Par Alexandre Foatelli | Le | Immobilier

Réassureur de premier plan au niveau mondial, SCOR dispose d’implantations dans 28 pays. Depuis près de trois ans, Anne-Céline Beaussier structure la fonction immobilière au sein du groupe. Entre la conduite du passage au flex office, la transformation du siège social avenue Kléber ou l’objectif d’être net zero carbone sur l’immobilier et les voyages d’affaires d’ici 2030, tour d’horizon des grands chantiers de la directrice immobilier et services généraux.

Anne-Céline Beaussier, Head of Real Estate and General Services pour le groupe de réassurance SCOR. - © SCOR
Anne-Céline Beaussier, Head of Real Estate and General Services pour le groupe de réassurance SCOR. - © SCOR

Que comprend votre périmètre d’intervention au sein de SCOR ?

SCOR est présent dans 28 pays dans le monde au travers d’une trentaine de bureaux, situés sur l’ensemble des continents. Le siège français regroupe environ un tiers des 3 500 collaborateurs de l’entreprise. Mon périmètre intègre la gestion de l’immobilier, des services généraux et aussi des voyages d’affaires, puisque notre fonctionnement à l’international implique des déplacements professionnels. C’est un poste que j’occupe depuis presque trois ans et il s’agissait d’une création. Ma mission a été de centraliser et structurer la fonction immobilière et d’établir les grands principes du workplace au sein de l’entreprise.

SCOR est en train de rénover son siège social, quelles sont les ambitions de ce projet ?

Effectivement, nous rénovons notre siège avenue Kléber à Paris, en milieu occupé, ce qui représente toujours un défi important. SCOR est propriétaire de l’immeuble que nous occupons en quasi-intégralité, à l’exception d’un plateau qui est loué. Ce projet répond à de fortes ambitions ESG, qui se matérialisent par le fait de viser trois certifications. Nous visons la Breeam IRFO, qui valide la qualité environnementale des rénovations et aménagements intérieurs et garantit par exemple le réemploi ainsi que le recyclage des matériaux et des déchets, et la Breeam In Use, qui concerne l’exploitation de l’immeuble. La dernière certification visée est Well, grâce à des politiques RH attentives au bien-être des collaborateurs. Le Well prend en considération 10 critères, comme la qualité de l’eau ou de l’air mais aussi la nutrition ou l’allocation d’un minimum de mètres carrés à des espaces bien-être. Ainsi nous allons créer des salles de sieste et des espaces où seront proposés des cours de sophro, de relaxation, de méditation ou de yoga. Nous avions déjà plusieurs certifications ISO qui visaient l’exploitation de l’immeuble.
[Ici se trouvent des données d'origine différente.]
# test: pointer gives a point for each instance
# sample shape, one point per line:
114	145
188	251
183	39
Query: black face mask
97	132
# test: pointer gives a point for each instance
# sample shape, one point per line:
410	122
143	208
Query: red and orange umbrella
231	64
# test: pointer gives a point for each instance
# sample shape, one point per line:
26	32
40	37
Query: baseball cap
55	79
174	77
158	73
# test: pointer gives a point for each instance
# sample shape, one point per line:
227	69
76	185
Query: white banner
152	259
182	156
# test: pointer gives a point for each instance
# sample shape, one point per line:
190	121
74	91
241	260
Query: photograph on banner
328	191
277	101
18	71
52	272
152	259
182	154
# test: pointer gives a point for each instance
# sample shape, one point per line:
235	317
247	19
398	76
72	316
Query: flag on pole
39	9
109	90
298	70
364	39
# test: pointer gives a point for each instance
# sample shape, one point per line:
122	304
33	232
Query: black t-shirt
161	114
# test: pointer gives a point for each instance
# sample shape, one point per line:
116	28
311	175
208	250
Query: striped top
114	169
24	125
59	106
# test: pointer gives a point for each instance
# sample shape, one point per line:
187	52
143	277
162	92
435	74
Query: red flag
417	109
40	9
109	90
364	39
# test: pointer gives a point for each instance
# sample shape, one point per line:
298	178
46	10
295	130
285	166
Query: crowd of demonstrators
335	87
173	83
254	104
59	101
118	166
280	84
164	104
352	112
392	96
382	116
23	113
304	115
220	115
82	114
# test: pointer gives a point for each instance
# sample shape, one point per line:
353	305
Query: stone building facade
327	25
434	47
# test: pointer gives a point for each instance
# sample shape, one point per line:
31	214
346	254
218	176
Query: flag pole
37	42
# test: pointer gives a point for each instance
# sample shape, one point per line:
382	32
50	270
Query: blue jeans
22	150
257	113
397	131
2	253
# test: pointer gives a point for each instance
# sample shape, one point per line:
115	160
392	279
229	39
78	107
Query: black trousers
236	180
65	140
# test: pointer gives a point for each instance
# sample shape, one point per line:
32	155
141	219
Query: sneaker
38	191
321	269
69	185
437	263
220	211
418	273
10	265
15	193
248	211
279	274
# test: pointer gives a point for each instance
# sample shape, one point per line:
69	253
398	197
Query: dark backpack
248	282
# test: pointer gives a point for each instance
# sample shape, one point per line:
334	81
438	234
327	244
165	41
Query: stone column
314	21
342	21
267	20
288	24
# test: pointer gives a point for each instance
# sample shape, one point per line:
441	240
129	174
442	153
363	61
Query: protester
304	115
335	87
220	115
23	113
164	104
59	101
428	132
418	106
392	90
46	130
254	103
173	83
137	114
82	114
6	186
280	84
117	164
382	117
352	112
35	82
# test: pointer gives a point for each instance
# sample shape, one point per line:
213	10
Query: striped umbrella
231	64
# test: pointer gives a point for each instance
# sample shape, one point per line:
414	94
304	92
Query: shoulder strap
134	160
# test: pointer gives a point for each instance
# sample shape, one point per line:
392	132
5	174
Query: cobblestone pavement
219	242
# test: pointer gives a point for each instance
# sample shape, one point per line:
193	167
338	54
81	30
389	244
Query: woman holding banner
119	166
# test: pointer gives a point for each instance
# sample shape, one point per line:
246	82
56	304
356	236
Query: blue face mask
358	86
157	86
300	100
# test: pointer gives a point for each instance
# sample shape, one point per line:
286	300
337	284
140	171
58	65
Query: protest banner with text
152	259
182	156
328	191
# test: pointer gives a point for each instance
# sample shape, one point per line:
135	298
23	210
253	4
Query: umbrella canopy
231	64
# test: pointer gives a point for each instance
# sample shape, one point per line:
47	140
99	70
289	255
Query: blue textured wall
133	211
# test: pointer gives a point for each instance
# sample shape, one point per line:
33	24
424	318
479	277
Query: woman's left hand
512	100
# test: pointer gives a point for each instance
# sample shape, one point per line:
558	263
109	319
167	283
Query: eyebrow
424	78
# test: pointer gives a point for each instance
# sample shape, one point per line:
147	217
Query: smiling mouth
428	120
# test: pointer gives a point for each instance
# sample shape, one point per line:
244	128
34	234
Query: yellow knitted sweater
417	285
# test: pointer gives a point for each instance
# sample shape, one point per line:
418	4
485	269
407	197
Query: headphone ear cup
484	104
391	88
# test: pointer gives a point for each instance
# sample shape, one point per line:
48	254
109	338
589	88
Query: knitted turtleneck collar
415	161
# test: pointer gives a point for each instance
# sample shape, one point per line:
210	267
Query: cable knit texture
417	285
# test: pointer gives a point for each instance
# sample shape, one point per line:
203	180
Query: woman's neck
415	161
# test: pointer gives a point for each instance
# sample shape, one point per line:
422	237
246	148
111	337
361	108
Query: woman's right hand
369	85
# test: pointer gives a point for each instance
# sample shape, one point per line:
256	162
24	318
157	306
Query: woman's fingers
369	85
Ce projet marque-t-il aussi une adaptation aux nouveaux modes de travail ?

Lors de mon arrivée il y a trois ans, la quasi-totalité des bureaux SCOR fonctionnaient avec des postes de travail attribués. Dans le cadre de la définition de ce qu’est le workplace chez SCOR, que j’ai menée, la doctrine est désormais au flex office. Nous le généralisons au fur et à mesure des échéances de nos baux et des déménagements qui sont induits. D’ici fin 2025, le flex sera déployé pour deux tiers de nos collaborateurs dans le monde. C’est donc le cas sur notre siège parisien dans le cadre de sa rénovation, et ce passage au flex va permettre de regrouper les équipes qui étaient présentes sur deux autres sites, un à Levallois, que nous libérons à l’automne, et un autre situé rue La Pérouse à Paris. Nous économiserons environ 20 à 25 % de surface, tout en offrant plus d’espaces collaboratifs et alternatifs.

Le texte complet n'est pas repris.